Static typing
Shane Hathaway
shane at zope.com
Fri Jul 25 17:50:03 EDT 2003
Scott David Daniels wrote:
> You _might_ want some static typing information as program
> documentation or to enable efficient program translation. The
> types sig was interested in allowing type annotation where
> possible. Remember, the type you might want may be more like
> "what protocol must these objects (the ones passing through
> this variable) follow" than "what are the construction details
> of these objects".
>
> I would like to see interface descriptions describing what
> kinds of parameters are required and results produced for
> packages that I am considering using. If there were a single
> central-python-endorsed form for those descriptions even better.
> If the descriptions can be mechanically read, and at least
> sometimes mechincally checked (possibly slowly, possibly only
> for slow execution), I might use such a system to check a module
> before announcing it to the world.
Well, here's a pattern I've been trying out for this purpose: use assert
statements at the top of the function.
def foo(bar, baz):
assert isinstance(bar, int)
assert isinstance(baz, str)
It has the following nice properties:
- The type checks are useful for debugging and can be optimized away.
- The intent is obvious.
- No changes to Python are necessary.
- You could easily parse the assert statements for type documentation
(as long as the statements are kept simple.)

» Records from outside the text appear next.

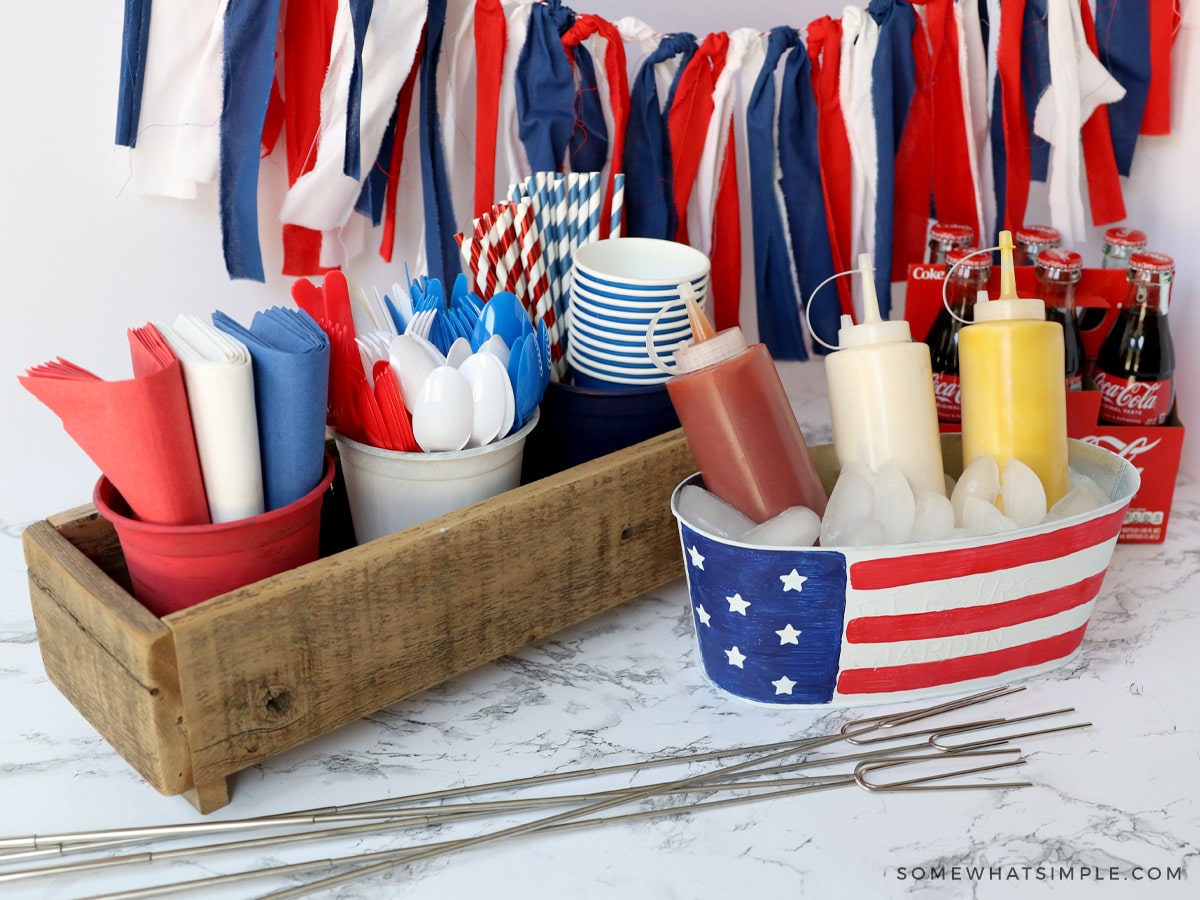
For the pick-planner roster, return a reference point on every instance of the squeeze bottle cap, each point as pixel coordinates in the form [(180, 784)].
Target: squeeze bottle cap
[(708, 346), (874, 329), (1008, 305)]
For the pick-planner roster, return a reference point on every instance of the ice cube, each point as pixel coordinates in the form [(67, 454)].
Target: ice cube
[(1023, 495), (851, 501), (982, 519), (981, 480), (711, 514), (894, 503), (796, 527), (933, 519), (864, 533)]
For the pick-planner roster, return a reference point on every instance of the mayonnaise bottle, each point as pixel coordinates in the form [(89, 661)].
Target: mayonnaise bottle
[(881, 395), (1014, 399)]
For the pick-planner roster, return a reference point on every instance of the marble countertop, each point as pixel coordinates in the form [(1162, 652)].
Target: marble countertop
[(1113, 811)]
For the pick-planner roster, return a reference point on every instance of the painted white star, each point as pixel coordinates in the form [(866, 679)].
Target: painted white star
[(737, 604), (789, 635), (784, 685), (793, 581)]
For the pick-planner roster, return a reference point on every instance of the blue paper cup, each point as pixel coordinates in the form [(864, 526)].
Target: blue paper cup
[(581, 423)]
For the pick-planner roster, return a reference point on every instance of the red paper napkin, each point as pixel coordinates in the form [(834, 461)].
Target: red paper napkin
[(137, 431)]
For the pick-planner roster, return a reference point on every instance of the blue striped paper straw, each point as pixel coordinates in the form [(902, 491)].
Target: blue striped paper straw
[(617, 214), (595, 193)]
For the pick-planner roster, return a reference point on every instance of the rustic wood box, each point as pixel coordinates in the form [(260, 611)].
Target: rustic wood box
[(204, 693)]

- It avoids the need for some kind of docstring markup language.
I'm quite happy with the pattern, although there are a couple of
negative points that I can think of:
- It's a bit verbose, although that verbosity enables you to perform
bounds checking and operate with other type systems like Zope's interfaces.
- You can't specify the type of the return values this way.
What do you think? Should this become a common idiom?